1. ## Ways to roll 6 dice such that there are exactly 4 unique numbers?

This one has me stumped. I've written a monte-carlo simulator, and probability of rolling such a combination is something like 50.1%

My thinking is that there are C(6, 4)=15 ways to have 4 unique numbers, and for each of these there are C(6+4-1, 6)=84 ways to have 6 dice land on these numbers. but this gives 1260 ways, which is completely unreasonable when there are C(6+6-1,6)=462 ways to roll 6 dice.

I just can't wrap my brain around this one.
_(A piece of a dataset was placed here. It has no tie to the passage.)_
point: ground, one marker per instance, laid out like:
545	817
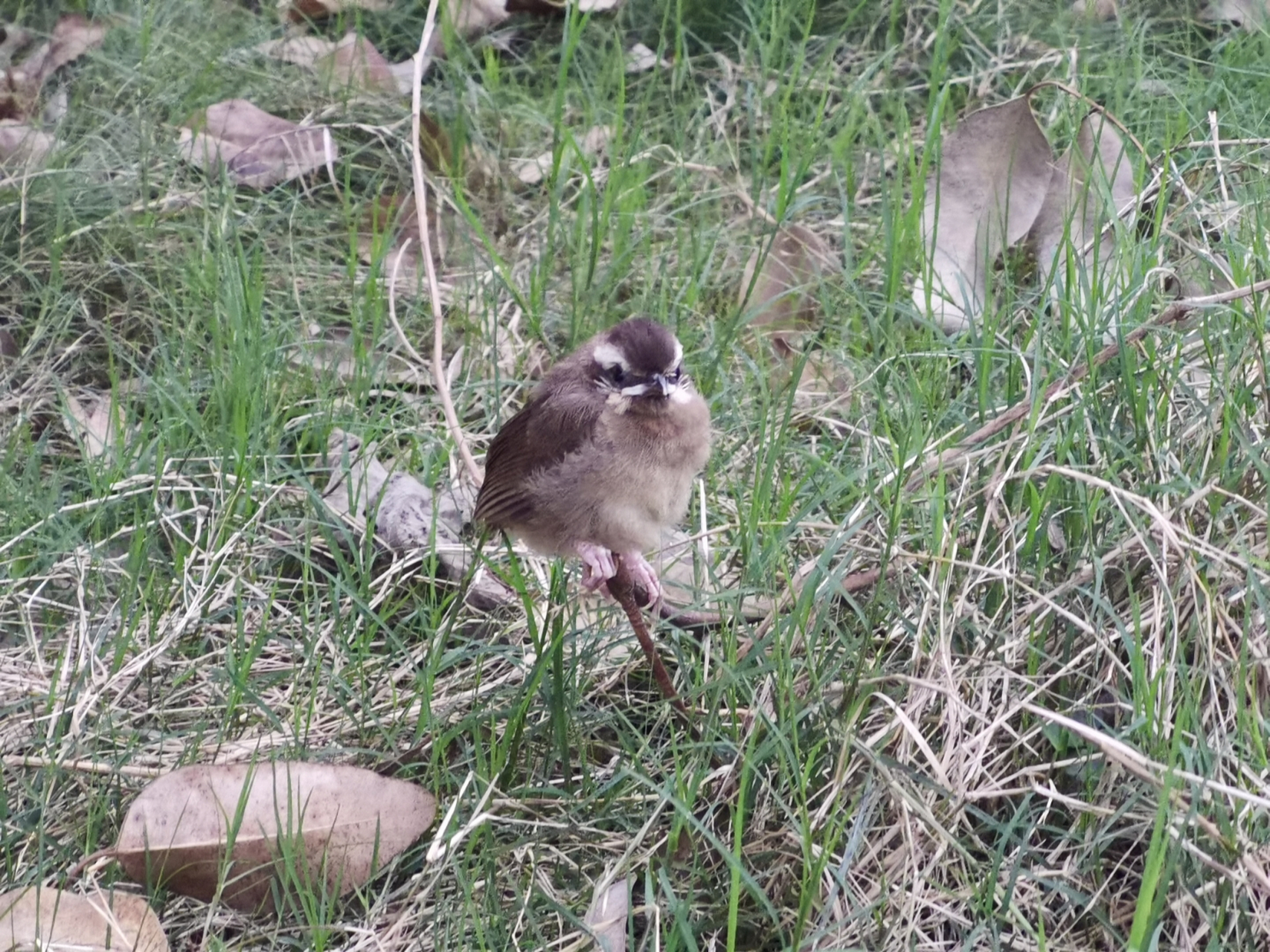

Any ideas?

2. Im not sure what you mean by "4 unique numbers"

either
"a total of 4 different numbers appear in the set of 6" (eg 112234)

or
"a total of 4 numbers appear 1 time, and one other number occurs twice" (eg 123455)

3. Here is a different approach..

I interpreted the question as: you roll 6 dice, and there are exactly four of {1,2,3,4,5,6} represented among what is rolled.

So it's either in the form {a,b,c,d,a,a} or {a,b,c,d,a,b}.

Like you said we have C(6,4) ways to get {a,b,c,d}

For {a,b,c,d,a,a}, there are 4 ways to choose "a" and then $\displaystyle \binom{6}{3,1,1,1}=\frac{6!}{3!}$ ways to permute.

For {a,b,c,d,a,b} we have C(4,2) ways to choose {a,b} and $\displaystyle \binom{6}{2,2,1,1}=\frac{6!}{2!2!}$ ways to permute.

So it's C(6,4) * ( C(4,1) * 6!/3! + C(4,2) * 6!/2!/2! ) ways, and divide that by 6^6. This comes to 325/648.